“Mi abbandono alla febbre dei sogni, alla ricerca di nuove leggi.” – Antonin Artaud
Esiste un importante settore nel panorama teatrale che utilizza lo strumento “teatro” come catalizzatore di processi di consapevolezza e crescita. Colloca la propria ricerca all’interno di percorsi dediti allo sviluppo del potenziale della persona, all’affermazione del diritto alla cittadinanza, specie in situazioni di stigma e marginalità sociale.
Nel contesto socio-sanitario al termine “teatro” spesso viene accostata la parola “terapia”. Questa, nel senso più anglo-sassone del termine, significa prendersi cura, to care for, mentre in italiano tende a predominare il significato “rendere un trattamento”.
Dunque la “teatroterapia”, nel senso inglese della parola, assume tutt’altra connotazione, per niente “sanitarizzata”.
Comunque sia, è chiaro che ci riferiamo a un teatro che si PRENDE CURA della persona, e che attraverso percorsi di auto-conoscenza ed espressione fa del proprio RISCATTO SOCIALE un potente ELEMENTO TRASFORMATIVO .

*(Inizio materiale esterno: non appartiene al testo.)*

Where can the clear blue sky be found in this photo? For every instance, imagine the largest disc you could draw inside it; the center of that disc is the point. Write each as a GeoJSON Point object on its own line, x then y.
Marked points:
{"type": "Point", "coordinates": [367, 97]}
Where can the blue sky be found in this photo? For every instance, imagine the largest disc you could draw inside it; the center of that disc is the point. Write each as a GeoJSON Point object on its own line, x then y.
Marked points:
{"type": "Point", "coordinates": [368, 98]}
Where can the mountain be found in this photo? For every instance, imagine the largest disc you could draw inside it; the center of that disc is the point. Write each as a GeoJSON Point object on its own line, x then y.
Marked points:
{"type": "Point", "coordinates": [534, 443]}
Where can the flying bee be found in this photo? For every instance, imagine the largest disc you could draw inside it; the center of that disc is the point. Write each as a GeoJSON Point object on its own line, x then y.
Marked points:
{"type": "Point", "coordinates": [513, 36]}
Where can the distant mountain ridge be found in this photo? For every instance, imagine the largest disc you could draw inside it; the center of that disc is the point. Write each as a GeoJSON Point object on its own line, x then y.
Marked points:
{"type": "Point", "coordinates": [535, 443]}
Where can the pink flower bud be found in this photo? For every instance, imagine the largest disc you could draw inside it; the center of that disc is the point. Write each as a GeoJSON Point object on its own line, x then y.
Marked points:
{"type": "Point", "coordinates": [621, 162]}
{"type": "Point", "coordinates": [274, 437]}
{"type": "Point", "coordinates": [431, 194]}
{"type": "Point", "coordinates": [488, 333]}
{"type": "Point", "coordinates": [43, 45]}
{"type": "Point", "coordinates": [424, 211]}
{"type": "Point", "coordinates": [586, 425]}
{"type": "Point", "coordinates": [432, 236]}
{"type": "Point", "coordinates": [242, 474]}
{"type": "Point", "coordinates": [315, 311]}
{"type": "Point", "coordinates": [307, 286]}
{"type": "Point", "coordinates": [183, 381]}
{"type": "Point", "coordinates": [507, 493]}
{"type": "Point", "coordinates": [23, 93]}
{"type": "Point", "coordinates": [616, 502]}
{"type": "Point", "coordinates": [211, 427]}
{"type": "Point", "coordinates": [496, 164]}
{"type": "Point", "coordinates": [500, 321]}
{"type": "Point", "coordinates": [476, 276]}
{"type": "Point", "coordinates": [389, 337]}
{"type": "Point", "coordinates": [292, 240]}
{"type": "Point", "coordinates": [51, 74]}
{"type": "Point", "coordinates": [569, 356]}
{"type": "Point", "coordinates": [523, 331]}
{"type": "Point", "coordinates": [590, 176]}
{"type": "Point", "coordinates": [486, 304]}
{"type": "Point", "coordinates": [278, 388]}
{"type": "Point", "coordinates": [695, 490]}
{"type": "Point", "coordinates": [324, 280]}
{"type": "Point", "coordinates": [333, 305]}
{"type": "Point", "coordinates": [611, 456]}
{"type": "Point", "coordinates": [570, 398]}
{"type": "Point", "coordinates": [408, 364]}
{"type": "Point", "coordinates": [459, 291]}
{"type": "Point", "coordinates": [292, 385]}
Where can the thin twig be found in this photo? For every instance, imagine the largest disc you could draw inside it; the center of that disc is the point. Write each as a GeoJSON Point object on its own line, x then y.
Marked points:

Che si tratti di contrastare lo stigma, conquistare dei diritti, o guarire, il teatro trasformativo pone la ricerca di sé all’interno di un progetto sociale, comunitario, dedicandosi allo sviluppo di percorsi e processi atti a connettere l’uomo al mondo che lo circonda, il sé all’altro.
E’ un percorso di crescita e di sviluppo di abilità cognitive, comunicative, relazionali, le cui finalità pedagogiche sono quelle di favorire l’espressione, la comunicazione, la conoscenza di sè e dell’altro.
A tal fine, nella teatroterapia sono favoriti:
- i processi di crescita delle abilità motorie, psichiche e relazionali e la loro integrazione nel gruppo di lavoro,
- il dialogo tra componenti razionali e dimensioni creative,
- l’apprendimento, la progettazione e la realizzazione di strumenti artistico-comunicativi,
- la valorizzazione delle singolarità creative,
- la mediazione dei rapporti in situazioni di difficoltà e di conflitto,
- gli interventi per dare risposte sempre più concrete e mirate ai bisogni di comunicazione e socializzazione di ciascun partecipante,
- la collaborazione nel gruppo,
- l’ascolto, lo spirito di osservazione e quello di esplorazione in un setting non giudicante,
- la creatività manipolativa e immaginativa.
I percorsi di teatroterapia
I percorsi di teatro in ambito terapeutico, che chiamerei teatro trasformativo, cambiano a seconda delle persone nel gruppo e degli obiettivi che si pongono.
Comunque, generalmente un itinerario base segue il seguente percorso.
Nella prima fase si lavora per costituire un gruppo solido e compatto, fatto da persone capaci di mettersi in gioco, di entrare in empatia l’uno con l’altro, di sostenere momenti di lavoro anche intenso, e di poter svolgere percorsi strutturati che richiedono concentrazione e capacità motoria. Si crea la zona franca, “lo spazio vuoto”.
Successivamente, dopo aver creato situazioni in cui ciascuno riesce a evocare e condividere le proprie esperienze, i propri vissuti, si lavora per rinforzare il clima protettivo, di non giudizio, nella zona franca, apprendendo nel contempo le regole del teatro e perfezionando gli strumenti della comunicazione. Attraverso un lento processo di auto-esplorazione, gioco, improvvisazione e scrittura scenica di gruppo, nasce spesso l’esigenza di sperimentarsi nei confronti di un pubblico con l’allestimento di una performance teatrale.
Inizia una fase di elaborazione per individuare quali messaggi o vissuti debbano emergere come filo conduttore per una ricerca artistica, teatrale. Si cerca di dare espressione ai vissuti portati nel gruppo e alle tematiche esplorate, mettendo in scena momenti teatralmente significativi, creando un segno più o meno coerente con il tema o il filo portante della ricerca. Il gruppo si prepara a varcare la soglia della “quarta parete”, cioè, affrontare lo spettatore.